NLP recipes that skip the theory homework
A collection of runnable notebooks for the text-processing tasks you actually need to do at work.

What it does This repo is a curated set of Jupyter notebooks and Python scripts covering bread-and-butter NLP tasks: TF-IDF keyword extraction, text classification with logistic regression, Word2Vec training with Gensim, preprocessing pipelines, and even a PySpark word-count for when your data stops fitting in RAM. Each entry links to a companion blog post by Kavita Ganesan.
The interesting bit The value isn’t novelty—it’s curation. The notebooks explicitly compare easily confused pairs (TFIDFTransformer vs. TFIDFVectorizer, HashingVectorizer vs. CountVectorizer, CBOW vs. SkipGram) that most tutorials gloss over. Think of it as a field guide to sklearn’s vectorizer zoo.
Key highlights
- Runnable notebooks with datasets included where noted (word2vec, tf-idf, text classification)
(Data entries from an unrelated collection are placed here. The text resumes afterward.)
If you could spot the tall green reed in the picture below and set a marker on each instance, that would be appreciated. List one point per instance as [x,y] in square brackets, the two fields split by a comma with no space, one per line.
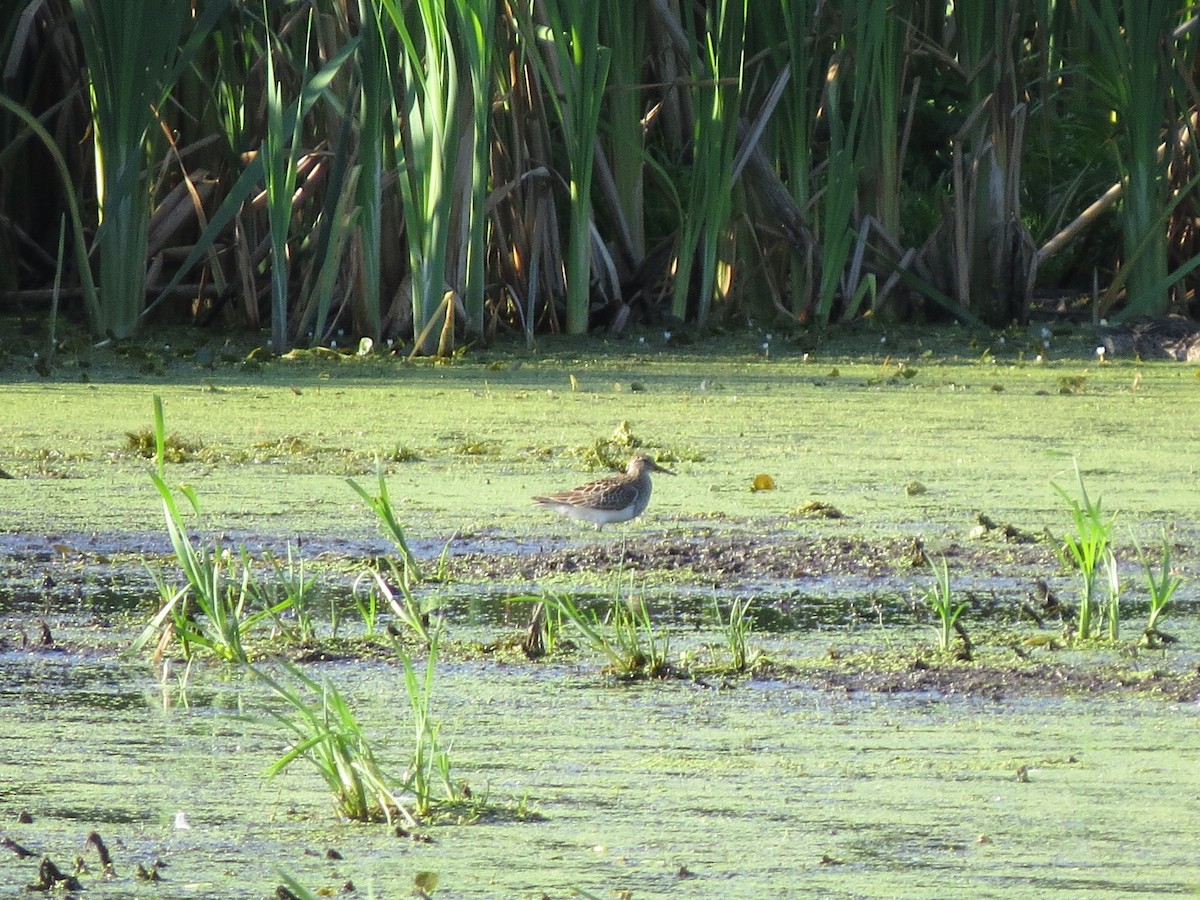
[381,504]
[717,79]
[280,153]
[478,39]
[1161,585]
[1129,65]
[1086,549]
[135,52]
[426,138]
[328,733]
[941,599]
[574,69]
- Pre-trained embedding loading via Gensim (GloVe and Word2Vec) with a text-similarity example
- PySpark phrase extraction and word count for larger-scale text
- Preprocessing snippets covering stemming, lemmatization, noise removal, and stop-word removal
- Each technique paired with an explanatory article, not just docstring regurgitation
Caveats
- Some entries are external repos (phrase-at-scale, word_cloud) rather than in-tree code
- The “more articles” and mailing-list links suggest this doubles as content marketing; the code appears genuine, but the funnel is visible
Verdict Worth bookmarking if you’re the “just show me a working example” type, especially for sklearn vectorizer gotchas. Skip it if you need deep learning (transformers, etc.) or production-grade pipelines—this is strictly classical NLP territory.